Maternal Outliers in India: A Q&A with Amrita Nandy

Amrita Nandy

Amrita Nandy, Ph.D.

I recently had the pleasure of interviewing New Delhi-based researcher, activist and journalist Amrita Nandy about her paper, “Outliers of Motherhood,” and her upcoming book on this subject. Here is the Q&A:

Q&A with Amrita Nandy

What inspired you to research and author the paper, “Outliers of Motherhood”?

The paper, “Outliers of Motherhood” is a sliver from my larger doctoral research that studies Indian women who re-imagine womanhood vis-à-vis motherhood and mothering in diverse ways and to different degrees.

I was inspired to research on the subject (of women who are ambivalent about motherhood and those who reject it) because it presents a different way of imagining women, women’s bodies and female citizenship. Their ideas are counter current to the cultural imperative of reproduction, motherhood and care. The silence around the issue of the childfree and those who are ambivalent was also interesting to observe. I wanted these voices be heard and brought out in the public domain for us to listen to and engage with. It is only when we hear them do we know that they are not always rejecting motherhood, but at times the values and structures that make motherhood problematic for some women.

What was the methodology, and what did you find on the childfree in India?

For this qualitative study, I followed the feminist research methodology that allowed me to see my participants and their life worlds subjectively. It is based on the idea that any exercise of knowledge production is partial, contingent and situated.
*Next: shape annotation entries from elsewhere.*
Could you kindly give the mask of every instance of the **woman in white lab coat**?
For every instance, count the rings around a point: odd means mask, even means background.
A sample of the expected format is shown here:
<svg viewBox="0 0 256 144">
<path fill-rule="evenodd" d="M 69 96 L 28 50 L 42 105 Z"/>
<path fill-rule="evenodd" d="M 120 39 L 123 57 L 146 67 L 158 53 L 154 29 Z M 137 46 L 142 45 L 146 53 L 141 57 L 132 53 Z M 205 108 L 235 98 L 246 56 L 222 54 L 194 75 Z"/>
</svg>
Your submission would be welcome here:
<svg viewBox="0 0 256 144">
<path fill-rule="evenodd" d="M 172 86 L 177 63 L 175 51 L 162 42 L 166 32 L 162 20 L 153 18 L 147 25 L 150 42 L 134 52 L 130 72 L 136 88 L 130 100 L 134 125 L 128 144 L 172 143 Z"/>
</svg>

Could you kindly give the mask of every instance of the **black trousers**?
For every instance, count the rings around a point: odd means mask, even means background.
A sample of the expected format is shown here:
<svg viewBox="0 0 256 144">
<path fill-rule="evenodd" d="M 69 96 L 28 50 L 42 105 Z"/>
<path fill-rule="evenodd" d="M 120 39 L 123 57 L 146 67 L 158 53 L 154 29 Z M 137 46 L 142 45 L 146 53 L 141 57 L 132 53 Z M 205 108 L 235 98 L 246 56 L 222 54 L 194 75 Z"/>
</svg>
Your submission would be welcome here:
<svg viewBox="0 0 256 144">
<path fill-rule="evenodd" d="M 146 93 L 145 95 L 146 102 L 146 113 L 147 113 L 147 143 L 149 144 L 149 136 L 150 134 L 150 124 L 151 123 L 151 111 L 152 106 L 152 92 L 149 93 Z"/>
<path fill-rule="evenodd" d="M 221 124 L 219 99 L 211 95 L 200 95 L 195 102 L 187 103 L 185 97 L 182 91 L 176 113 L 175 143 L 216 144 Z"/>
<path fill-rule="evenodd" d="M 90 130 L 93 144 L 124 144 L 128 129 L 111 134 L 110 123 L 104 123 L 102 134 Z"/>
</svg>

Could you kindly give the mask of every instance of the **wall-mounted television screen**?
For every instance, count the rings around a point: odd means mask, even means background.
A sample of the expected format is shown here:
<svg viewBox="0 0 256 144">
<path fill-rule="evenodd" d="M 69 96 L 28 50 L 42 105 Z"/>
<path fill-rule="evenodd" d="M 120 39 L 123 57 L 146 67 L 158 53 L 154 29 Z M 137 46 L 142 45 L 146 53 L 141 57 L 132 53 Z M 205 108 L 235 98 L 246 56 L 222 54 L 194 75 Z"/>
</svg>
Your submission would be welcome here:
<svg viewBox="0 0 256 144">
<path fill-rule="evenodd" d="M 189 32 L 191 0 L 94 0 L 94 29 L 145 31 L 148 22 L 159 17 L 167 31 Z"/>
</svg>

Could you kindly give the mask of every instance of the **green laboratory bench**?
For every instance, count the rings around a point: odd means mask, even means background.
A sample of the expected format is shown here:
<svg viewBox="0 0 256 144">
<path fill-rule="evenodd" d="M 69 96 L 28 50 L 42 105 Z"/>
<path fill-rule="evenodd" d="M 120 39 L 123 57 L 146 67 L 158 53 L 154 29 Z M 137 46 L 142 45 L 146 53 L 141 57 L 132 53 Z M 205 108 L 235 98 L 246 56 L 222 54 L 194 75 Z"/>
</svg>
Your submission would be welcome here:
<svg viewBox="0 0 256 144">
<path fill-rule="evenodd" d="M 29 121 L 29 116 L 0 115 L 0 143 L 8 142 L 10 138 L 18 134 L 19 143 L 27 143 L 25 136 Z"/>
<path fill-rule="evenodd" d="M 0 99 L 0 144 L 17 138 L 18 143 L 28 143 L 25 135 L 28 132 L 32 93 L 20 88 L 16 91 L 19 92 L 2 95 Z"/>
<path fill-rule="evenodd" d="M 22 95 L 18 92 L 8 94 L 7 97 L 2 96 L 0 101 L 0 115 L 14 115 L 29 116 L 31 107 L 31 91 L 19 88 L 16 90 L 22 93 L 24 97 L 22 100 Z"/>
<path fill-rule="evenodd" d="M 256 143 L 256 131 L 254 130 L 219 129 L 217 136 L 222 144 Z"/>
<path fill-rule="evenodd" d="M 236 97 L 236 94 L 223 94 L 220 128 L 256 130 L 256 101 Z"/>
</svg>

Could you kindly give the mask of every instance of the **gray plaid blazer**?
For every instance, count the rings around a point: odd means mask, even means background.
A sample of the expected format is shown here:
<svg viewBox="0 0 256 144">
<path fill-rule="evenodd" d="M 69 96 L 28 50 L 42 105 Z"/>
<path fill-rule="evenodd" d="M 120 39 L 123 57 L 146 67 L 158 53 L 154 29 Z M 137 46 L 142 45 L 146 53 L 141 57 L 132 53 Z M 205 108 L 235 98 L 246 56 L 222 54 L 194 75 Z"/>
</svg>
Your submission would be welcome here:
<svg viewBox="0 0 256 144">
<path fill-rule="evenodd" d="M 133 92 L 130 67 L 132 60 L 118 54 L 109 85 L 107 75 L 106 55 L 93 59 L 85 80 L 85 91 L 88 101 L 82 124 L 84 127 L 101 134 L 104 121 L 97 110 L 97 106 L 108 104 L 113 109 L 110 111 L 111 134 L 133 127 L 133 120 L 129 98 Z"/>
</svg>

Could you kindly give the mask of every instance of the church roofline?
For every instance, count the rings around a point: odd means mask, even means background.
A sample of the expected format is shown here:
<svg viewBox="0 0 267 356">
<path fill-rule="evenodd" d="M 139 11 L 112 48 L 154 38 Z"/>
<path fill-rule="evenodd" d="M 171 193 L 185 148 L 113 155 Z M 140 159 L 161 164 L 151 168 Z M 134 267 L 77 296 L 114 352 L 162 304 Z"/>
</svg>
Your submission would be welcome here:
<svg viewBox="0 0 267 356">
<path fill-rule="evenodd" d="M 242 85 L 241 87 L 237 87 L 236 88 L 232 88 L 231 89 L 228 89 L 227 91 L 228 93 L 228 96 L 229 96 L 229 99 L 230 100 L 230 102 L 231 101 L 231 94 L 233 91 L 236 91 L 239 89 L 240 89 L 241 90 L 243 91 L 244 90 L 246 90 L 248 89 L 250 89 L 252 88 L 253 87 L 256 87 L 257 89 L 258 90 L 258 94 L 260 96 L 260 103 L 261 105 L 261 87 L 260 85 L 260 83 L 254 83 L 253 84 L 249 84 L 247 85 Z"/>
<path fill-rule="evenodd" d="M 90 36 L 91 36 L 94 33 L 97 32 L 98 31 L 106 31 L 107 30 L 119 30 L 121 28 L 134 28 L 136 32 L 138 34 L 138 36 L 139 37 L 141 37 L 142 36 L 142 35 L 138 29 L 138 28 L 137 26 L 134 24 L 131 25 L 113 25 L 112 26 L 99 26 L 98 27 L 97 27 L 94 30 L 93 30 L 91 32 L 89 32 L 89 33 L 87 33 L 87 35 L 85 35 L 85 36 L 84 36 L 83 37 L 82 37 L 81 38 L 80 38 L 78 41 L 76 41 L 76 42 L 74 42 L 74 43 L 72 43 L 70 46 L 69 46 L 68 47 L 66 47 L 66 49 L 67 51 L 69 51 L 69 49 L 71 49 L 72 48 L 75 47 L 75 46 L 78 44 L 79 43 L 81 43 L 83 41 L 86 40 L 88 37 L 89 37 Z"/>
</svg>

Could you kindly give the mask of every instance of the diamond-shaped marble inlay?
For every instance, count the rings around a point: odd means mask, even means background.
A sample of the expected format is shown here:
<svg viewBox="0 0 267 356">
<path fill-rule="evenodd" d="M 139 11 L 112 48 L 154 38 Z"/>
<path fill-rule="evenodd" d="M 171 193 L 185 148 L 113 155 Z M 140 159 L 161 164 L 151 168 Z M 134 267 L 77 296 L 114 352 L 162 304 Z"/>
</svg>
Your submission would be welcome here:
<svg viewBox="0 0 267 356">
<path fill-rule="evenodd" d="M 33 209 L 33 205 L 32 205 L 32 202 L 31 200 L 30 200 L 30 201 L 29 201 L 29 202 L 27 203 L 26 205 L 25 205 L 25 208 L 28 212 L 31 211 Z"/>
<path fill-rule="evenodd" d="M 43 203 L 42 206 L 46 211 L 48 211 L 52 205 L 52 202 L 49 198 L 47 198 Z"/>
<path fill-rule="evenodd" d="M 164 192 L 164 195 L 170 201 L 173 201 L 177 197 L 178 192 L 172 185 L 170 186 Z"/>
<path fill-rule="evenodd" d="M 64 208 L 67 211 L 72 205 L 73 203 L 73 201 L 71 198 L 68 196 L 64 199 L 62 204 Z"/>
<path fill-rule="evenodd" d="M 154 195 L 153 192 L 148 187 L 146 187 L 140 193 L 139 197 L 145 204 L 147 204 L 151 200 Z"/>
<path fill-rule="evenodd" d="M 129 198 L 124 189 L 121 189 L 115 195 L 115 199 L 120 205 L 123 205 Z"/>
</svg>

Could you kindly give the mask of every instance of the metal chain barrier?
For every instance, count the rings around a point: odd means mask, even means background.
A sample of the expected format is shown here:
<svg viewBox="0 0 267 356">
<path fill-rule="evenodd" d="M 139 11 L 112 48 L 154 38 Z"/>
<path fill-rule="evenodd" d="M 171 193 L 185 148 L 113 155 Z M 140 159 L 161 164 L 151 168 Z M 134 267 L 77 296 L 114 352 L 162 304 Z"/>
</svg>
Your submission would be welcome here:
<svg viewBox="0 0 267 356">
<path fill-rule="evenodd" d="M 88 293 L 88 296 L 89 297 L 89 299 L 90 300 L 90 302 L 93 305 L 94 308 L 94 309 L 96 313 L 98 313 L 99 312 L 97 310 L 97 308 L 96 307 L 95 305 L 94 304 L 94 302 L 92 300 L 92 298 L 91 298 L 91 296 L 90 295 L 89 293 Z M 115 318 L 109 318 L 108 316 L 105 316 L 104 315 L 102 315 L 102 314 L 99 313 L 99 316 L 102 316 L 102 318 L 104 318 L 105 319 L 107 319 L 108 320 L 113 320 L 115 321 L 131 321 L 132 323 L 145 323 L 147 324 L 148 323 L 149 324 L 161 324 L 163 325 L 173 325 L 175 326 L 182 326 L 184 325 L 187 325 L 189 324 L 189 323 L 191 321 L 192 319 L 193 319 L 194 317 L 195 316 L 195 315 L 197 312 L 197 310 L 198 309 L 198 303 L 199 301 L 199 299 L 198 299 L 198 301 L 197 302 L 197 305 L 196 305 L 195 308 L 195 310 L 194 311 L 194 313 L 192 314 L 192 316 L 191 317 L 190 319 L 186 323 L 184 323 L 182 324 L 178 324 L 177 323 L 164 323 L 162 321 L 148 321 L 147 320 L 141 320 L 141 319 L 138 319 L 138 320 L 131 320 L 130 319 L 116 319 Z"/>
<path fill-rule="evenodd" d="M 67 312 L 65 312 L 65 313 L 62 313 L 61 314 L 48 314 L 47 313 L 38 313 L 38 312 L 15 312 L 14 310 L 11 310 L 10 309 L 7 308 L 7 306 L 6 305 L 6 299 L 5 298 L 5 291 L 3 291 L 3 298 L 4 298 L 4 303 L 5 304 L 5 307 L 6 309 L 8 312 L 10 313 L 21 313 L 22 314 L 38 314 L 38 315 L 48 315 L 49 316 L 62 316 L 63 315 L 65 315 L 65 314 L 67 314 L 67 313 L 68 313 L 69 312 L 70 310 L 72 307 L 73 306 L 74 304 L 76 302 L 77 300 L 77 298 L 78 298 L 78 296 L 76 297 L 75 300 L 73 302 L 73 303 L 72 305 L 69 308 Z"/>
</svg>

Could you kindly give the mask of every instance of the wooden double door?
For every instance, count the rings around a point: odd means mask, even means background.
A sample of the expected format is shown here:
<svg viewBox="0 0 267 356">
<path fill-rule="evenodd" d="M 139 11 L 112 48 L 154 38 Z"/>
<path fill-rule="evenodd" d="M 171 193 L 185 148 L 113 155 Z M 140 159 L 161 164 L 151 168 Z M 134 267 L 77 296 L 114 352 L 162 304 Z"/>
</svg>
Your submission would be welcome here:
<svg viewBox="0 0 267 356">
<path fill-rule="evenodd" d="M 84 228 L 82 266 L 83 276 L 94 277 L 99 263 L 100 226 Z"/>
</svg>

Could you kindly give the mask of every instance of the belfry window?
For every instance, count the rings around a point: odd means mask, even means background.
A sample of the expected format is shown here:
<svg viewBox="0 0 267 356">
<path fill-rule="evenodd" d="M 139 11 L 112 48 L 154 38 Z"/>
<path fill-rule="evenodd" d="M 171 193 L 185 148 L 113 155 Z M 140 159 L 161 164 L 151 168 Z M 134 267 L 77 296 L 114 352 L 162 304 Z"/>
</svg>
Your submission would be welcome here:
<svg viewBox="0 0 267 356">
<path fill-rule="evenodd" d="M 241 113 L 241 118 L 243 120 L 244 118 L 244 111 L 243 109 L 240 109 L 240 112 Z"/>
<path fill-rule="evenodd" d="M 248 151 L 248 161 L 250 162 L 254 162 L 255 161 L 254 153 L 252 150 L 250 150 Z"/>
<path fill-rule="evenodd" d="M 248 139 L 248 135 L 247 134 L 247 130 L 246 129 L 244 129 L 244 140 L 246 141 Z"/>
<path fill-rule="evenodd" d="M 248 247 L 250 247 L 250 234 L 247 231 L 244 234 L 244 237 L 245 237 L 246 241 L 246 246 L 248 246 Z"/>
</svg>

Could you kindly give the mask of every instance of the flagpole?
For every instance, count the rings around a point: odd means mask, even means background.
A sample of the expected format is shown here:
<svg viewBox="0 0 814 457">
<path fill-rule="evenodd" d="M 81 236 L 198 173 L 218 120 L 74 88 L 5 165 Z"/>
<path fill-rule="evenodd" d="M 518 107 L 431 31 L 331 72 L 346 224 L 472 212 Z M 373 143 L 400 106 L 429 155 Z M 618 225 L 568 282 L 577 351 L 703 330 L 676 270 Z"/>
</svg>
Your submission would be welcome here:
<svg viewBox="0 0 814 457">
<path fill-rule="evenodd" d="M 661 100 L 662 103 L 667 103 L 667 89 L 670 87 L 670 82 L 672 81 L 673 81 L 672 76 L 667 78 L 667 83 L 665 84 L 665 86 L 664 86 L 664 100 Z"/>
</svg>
Regarding the childfree, I found that they have varying reasons. Many women are engaged with causes such as human rights or are environmental crusaders. Others look at birth through the frame of ethics and morality. Many women believe it would be difficult to manage motherhood with their full-time jobs. And many of them love children and are performing child and/or elderly care in their other roles as aunts, neighbours and so on. Almost all the childfree women are well-educated professionals. Most of them have shared their decision to be childfree only within a close circle of friends and/or family. Many of them have faced some negative judgement, if not stigma, or feared facing it if they were to publicly declare their childfree decision.

Tell us about your upcoming book on the subject.

The book tells the stories of women choosing alternatives to motherhood and its conventions. It studies the subjectivities and agency of many kinds of maternal outliers: the childfree as well as a range of mothers who in some ways resist the many norms associated with motherhood (such as married women who voluntarily adopt by side-stepping procreation, the queer mother, the sex worker mother and so on).

Given that in pronatalist cultures, public discourse is suffused with the maternal, I highlight the standpoint of these outliers to give them voice. The study theorises the extent and limit of procreative choice and rights in the lives of women, if at all. It tries to unravel how women act in socio-cultural climates that emphasise adherence to norms of womanhood. I ask if these women’s decisions are critical dissent or an imaginative, alternative lifestyle that aligns with neo-liberal values.

I argue that these women perform a critical social function by revealing much about the symbolic and actual place of women, motherhood, care giving, biological determinism, the State and its role in our understanding of human kinship and the family.

What do you foresee as future trends about the choice to have no children in India?

I cannot foresee trends but it can be said that women in the cities whose experiential horizons are wider due to greater exposure to a range of ideas are starting to think deeply about their lives and goals. Work cultures demand long hours away from home but the family expects women to be home on time to perform care. This conflict also influences women to re-thinking motherhood. Yet, the cultural mandate of motherhood remains strong. Currently, the Hindu far-right that is in power in India also publicly urges Hindu women to reproduce many children and invokes the rhetoric of the motherland.

Thank you, Amrita!

Dr. Amrita Nandy is a New Delhi-based researcher, activist, freelance journalist and part-time baker. Over the last decade, her work has involved the complexities of gender and women’s rights. Her press articles have appeared in a range of Indian and international English dailies and magazines.

Currently, Amrita is working on the manuscript of a book on women’s choice vis-à-vis motherhood. The book is based on her doctoral research among voluntary non-mothers and a diverse set of unconventional mothers (unwed, sex worker etc.). It argues for possibilities of re-imagining motherhood and human relatedness. The research won Amrita the “Fox International Fellowship” (2013-2014) by Yale University, USA.

Update: Amrita’s book is now available

Besides published papers in international academic books and journals (including on the evolution of family regulation on domestic violence in India), Amrita has conducted independent research. She also founded Echo, an informal group that raised awareness and sensitivity towards social issues through public campaigns against sex selective abortion and sexual harassment. Amrita has a Ph.D from Jawaharlal Nehru University, a Master’s from the University of Oxford, U.K.